Veeam Software is repositioning itself from a data protection leader to a builder of the missing layer in the enterprise AI stack: data and AI trust infrastructure. CEO Anand Eswaran argues that as AI models and compute become utilities, the bottleneck will be trust in the data feeding them.

"Sam Altman said it best," Eswaran noted. "The problem in the bottleneck is never going to be compute or intelligence... It is going to be, 'Can you trust the data feeding it?'"

Eswaran made the case during an interview at VeeamON 2026, outlining a strategic pivot driven by last year's $1.725 billion acquisition of Securiti Inc. That deal brought data security posture management, governance, and AI trust capabilities into Veeam's portfolio.
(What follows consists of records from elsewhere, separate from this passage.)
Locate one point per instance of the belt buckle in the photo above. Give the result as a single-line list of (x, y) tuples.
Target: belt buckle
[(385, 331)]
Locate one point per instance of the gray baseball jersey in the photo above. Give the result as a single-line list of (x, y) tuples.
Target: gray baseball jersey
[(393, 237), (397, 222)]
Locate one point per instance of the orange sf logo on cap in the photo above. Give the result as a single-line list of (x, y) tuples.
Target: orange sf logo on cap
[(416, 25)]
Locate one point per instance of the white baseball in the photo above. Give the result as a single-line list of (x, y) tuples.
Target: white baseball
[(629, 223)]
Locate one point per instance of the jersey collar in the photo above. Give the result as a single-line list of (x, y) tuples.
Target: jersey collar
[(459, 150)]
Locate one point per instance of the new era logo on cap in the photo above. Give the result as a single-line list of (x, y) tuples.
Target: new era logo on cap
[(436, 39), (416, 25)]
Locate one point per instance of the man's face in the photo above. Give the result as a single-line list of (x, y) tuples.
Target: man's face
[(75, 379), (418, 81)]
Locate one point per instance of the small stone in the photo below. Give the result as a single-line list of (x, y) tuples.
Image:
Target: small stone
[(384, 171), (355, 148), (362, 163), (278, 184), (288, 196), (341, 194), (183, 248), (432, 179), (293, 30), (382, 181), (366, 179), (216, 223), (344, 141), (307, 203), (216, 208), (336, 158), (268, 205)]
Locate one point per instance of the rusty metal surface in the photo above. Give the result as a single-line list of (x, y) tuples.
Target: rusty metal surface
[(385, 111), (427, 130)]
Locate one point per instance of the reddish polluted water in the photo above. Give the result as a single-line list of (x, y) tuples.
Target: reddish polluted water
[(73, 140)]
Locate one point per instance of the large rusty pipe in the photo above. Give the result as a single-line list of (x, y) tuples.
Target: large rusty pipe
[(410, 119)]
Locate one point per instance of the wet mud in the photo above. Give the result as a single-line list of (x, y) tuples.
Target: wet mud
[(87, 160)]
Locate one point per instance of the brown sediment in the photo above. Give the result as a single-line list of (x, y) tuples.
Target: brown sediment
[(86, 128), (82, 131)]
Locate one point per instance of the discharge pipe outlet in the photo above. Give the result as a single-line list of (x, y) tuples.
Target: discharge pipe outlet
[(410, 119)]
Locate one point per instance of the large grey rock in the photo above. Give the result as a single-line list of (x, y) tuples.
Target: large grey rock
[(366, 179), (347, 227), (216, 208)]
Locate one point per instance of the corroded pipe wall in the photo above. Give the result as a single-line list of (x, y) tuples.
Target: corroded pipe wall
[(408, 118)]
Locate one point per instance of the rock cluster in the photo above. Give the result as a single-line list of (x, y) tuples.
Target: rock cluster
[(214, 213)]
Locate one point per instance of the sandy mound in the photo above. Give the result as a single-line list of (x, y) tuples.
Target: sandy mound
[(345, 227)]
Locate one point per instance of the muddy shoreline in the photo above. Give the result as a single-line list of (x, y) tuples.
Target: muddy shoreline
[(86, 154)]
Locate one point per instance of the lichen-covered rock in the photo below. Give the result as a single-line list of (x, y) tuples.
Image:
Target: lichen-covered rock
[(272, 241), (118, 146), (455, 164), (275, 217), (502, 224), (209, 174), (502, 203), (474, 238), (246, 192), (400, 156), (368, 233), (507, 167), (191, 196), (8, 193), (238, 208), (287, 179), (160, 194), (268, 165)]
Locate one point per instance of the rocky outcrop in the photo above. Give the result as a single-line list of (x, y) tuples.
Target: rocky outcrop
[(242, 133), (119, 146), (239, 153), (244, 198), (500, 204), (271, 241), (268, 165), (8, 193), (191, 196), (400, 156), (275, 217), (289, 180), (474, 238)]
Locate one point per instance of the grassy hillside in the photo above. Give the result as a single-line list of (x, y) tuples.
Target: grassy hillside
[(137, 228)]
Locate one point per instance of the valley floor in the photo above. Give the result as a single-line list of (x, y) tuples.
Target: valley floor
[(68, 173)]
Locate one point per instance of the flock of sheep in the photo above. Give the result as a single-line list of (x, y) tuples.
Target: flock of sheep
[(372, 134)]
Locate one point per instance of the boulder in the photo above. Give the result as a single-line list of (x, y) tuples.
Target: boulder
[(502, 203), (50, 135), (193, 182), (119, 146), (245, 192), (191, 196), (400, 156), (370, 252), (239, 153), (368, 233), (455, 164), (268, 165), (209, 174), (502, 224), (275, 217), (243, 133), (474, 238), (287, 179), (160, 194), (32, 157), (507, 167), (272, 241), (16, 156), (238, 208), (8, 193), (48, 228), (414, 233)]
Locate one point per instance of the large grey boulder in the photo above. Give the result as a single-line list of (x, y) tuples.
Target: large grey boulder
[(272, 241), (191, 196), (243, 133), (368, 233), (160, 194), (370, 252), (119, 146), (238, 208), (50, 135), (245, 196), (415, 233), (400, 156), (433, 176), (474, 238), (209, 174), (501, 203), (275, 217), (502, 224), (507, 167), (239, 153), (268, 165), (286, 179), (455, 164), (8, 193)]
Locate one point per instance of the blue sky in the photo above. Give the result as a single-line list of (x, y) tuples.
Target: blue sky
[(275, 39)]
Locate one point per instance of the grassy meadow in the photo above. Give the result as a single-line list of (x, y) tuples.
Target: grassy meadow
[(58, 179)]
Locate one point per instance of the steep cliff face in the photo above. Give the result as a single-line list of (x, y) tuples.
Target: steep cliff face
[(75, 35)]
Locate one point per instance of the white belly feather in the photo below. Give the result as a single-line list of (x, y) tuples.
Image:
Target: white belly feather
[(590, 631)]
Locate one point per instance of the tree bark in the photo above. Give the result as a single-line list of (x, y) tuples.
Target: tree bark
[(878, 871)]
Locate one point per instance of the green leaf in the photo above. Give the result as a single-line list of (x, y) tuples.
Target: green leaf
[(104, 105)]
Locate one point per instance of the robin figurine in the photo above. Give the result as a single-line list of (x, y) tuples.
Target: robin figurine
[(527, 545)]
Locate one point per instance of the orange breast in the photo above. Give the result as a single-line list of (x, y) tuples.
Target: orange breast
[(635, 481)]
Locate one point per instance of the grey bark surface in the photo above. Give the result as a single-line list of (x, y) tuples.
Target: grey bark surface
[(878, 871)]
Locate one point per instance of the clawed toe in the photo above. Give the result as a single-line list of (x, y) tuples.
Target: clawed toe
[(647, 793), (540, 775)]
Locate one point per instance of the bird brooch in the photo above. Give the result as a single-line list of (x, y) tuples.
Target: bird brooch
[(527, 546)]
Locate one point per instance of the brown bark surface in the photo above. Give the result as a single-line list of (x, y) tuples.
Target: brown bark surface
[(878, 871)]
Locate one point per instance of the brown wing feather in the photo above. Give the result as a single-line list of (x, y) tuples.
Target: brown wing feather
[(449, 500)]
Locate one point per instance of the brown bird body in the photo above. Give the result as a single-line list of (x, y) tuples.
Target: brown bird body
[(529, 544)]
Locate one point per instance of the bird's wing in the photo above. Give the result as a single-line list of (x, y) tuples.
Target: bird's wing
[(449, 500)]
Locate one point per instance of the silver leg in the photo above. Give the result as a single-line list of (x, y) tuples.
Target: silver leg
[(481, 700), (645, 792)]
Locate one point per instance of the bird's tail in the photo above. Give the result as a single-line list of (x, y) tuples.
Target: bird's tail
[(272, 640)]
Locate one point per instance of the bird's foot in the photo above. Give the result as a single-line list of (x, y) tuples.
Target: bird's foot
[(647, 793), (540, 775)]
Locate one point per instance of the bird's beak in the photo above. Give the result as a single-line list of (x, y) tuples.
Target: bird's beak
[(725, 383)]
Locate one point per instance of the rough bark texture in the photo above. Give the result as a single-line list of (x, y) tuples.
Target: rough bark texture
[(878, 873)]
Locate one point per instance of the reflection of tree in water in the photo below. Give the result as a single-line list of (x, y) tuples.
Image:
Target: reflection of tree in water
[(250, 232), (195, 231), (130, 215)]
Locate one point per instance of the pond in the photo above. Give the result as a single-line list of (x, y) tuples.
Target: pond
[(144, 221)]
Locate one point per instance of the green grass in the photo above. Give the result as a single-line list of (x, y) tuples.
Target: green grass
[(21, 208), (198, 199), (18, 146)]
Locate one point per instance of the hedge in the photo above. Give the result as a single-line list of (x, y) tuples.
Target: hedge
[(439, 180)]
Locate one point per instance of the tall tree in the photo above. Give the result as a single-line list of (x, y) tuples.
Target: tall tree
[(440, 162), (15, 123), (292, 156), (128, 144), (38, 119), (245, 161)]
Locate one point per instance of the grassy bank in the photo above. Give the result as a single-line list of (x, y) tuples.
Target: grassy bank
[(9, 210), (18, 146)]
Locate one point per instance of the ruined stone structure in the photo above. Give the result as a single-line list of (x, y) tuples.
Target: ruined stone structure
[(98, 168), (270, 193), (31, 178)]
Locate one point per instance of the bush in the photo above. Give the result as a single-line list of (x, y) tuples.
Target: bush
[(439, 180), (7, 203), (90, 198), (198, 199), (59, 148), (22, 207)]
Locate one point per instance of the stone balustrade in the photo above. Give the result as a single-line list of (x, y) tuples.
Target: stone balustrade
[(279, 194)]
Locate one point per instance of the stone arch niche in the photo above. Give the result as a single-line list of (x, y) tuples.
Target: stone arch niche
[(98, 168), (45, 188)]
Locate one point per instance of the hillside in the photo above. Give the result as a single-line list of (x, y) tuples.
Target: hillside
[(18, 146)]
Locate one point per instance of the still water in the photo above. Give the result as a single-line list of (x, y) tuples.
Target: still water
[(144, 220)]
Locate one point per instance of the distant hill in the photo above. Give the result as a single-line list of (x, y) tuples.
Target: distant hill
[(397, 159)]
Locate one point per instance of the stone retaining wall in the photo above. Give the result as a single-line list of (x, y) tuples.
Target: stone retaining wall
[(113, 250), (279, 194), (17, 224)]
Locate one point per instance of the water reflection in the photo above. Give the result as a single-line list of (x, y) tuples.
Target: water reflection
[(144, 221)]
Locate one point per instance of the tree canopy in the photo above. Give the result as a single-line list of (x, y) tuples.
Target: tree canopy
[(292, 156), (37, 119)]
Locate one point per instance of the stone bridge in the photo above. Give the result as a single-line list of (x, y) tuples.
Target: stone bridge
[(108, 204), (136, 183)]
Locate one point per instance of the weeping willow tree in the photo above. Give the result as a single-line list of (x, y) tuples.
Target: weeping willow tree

The centerpiece is the new Veeam DataAI Command Platform, described as the industry's first unified data and AI trust infrastructure. Its core is the DataAI Command Graph, a knowledge graph built on Securiti technology that visualizes data at a granular level across over 300 connectors spanning cloud, SaaS, and on-premises environments.

"Nobody else can do that," Eswaran said. "This is the first knowledge graph in the industry which unifies multiple domains."

The platform also addresses identity and precision resilience. Instead of rolling back 24 hours of operations after an agent failure, Veeam's system can surgically undo only the specific actions that caused harm - a capability Eswaran calls "precision resilience."

With Nvidia owning compute, Databricks and Snowflake owning the data layer, and Anthropic and OpenAI supplying intelligence, Veeam is betting the next frontier is the trust layer none of them are building.